Algunas de esas vicisitudes eran la independencia de Alan, adoptada por sus rutinas en la Casa Cuna. Otras fueron un TDAH que le fue diagnosticado al niño poco después de su llegada a casa. Por supuesto, también llegaron los regaños, la rebeldía de la adolescencia y aprendizajes que toda familia pasa.
Ya son 11 años. Alan cumplió 16. Durante la entrevista, el joven abraza a su madre, le sonríe a su padre, come frituras, juega con los gatos, se le nota contento.
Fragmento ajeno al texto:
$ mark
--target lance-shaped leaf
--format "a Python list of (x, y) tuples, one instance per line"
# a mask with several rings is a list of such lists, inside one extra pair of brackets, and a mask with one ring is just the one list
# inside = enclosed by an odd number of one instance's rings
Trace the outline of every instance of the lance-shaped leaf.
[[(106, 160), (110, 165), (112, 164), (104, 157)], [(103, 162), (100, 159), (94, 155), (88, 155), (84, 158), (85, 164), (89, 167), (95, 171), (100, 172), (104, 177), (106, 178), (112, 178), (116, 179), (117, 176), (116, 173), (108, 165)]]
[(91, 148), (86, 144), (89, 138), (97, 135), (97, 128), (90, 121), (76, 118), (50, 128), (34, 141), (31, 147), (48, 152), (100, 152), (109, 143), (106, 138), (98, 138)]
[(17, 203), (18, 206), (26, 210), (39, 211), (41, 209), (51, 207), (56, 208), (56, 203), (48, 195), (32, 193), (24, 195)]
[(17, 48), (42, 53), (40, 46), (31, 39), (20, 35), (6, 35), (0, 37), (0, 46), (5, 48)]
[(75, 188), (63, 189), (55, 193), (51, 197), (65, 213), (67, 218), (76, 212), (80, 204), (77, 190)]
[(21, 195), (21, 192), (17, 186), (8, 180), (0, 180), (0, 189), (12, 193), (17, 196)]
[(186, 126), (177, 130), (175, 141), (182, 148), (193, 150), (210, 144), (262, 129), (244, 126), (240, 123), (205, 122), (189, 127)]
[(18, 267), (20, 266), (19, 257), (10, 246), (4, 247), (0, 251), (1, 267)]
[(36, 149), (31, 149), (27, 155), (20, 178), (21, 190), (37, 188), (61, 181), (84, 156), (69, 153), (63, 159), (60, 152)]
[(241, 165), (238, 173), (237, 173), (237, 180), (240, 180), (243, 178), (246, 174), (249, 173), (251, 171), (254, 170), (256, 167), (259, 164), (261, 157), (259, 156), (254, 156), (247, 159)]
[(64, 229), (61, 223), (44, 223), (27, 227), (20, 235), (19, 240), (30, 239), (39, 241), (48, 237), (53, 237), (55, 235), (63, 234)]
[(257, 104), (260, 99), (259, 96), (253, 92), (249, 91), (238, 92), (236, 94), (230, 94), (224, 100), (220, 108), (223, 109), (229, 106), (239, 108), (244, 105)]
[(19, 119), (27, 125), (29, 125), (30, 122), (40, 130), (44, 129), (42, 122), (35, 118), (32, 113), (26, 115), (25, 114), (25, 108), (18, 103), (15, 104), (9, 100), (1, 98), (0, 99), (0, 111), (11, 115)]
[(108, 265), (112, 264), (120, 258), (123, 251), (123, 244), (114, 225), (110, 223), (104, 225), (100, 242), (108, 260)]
Quiere estudiar diseño industrial, le gusta dibujar, los videojuegos y, sobre todo, sabe que, pese a su origen, es el hijo más deseado del mundo.
“Un día en la escuela se dieron cuenta que era adoptado. Me pidieron una foto de bebé y le dije a mi profesora que no tenía por ser adoptado. Mis compañeros me dijeron: ‘Entonces no fuiste deseado’; yo contesté: ‘No, al revés, fui muy deseado’”, recuerda Alan con orgullo.